Vai al contenuto

Aosta, verifica di maggioranza da concludere entro agosto

Aosta, verifica di maggioranza da concludere entro agosto

È stato respinto, con 9 voti favorevoli, 11 contrari e 9 astensioni, giovedì 27 luglio, l’ordine del giorno mirante a fare chiarezza su quale maggioranza sia attualmente al governo della città di Aosta.

Ciò nonostante, l’obiettivo della minoranza è stato raggiunto: dopo la pubblica celebrazione della spaccatura, avvenuta con la trattazione dell’ordine del giorno che chiedeva il ritiro delle deleghe allo sport all’assessore Carlo Marzi (vedasi articolo linkato in fondo alla pagina), sarà impossibile non procedere all’identificazione delle priorità dell’azione di governo da qui a fine consiliatura e alla verifica di quali forze sono disponibili a portarle avanti.
Il sindaco Fulvio Centoz si è detto fiducioso che “si possa riprendere in mano politicamente la maggioranza, sciogliere dei nodi rimasti irrisolti in questi mesi e proseguire il cammino iniziato due anni fa“. 
Andrea Manfrin, al contrario, ha sostenuto che l’unico collante di questa maggioranza è il desiderio di non abbandonare la poltrona, mentre non vi sono contenuti, idee, progetti a beneficio della città da condividere con il Consiglio.
L’altro dato politico significativo della giornata lo ha evidenziato Nicoletta Spelgatti: “Alpe è passata dalla minoranza alla maggioranza e, con la sua astensione al voto per ritirare le deleghe a Marzi, segretario di Stella Alpina e alleato di Alpe in Regione, ne ha decretato il salvataggio“.
Delio Donzel ha cercato di stemperare la gravità della situazione definendo la maggioranza semplicemente “un’auto che, dopo due anni, ha bisogno di un tagliando” e affermando che – nel documento politico firmato da Union valdôtaine, PD-PSI ed Epav – non c’è scritto che Stella alpina deve abbandonare la compagine di governo.

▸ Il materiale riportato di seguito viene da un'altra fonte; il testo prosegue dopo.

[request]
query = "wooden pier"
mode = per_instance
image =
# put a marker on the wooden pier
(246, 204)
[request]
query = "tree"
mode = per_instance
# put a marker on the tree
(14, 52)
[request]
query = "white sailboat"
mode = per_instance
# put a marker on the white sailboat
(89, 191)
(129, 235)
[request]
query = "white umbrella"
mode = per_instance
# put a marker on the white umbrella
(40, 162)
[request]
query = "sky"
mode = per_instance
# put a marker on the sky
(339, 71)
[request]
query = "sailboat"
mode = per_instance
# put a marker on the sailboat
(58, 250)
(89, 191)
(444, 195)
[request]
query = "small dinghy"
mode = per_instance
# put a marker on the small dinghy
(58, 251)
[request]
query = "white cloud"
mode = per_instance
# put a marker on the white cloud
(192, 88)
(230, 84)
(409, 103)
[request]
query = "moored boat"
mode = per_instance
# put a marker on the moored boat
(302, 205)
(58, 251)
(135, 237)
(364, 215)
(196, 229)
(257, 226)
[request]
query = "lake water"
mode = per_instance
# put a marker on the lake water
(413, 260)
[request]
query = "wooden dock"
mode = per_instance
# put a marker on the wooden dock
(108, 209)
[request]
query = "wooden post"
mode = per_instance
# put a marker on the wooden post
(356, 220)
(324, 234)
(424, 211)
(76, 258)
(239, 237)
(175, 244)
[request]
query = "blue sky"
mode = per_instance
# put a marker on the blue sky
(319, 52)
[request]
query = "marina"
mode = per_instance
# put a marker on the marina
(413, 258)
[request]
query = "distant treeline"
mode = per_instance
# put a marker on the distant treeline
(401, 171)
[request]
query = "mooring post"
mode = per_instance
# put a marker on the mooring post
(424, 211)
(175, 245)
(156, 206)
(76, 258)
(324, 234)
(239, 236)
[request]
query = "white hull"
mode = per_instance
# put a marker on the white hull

Anzi, ha detto, si tratta di un documento inclusivo.
Ma Étienne Andrione, conscio del disappunto che pervade Epav, non ha mancato di sottolineare che a questo movimento fanno capo tre consiglieri: proprio quanti ne servono per completare le firme necessarie a rendere valida una mozione di sfiducia. E infatti Luca Girasole ha accettato l’astensione in sede di voto ma ha affermato che la situazione deve essere definitivamente chiarita. “Se no valuteremo l’opportunità di azzerare tutto“.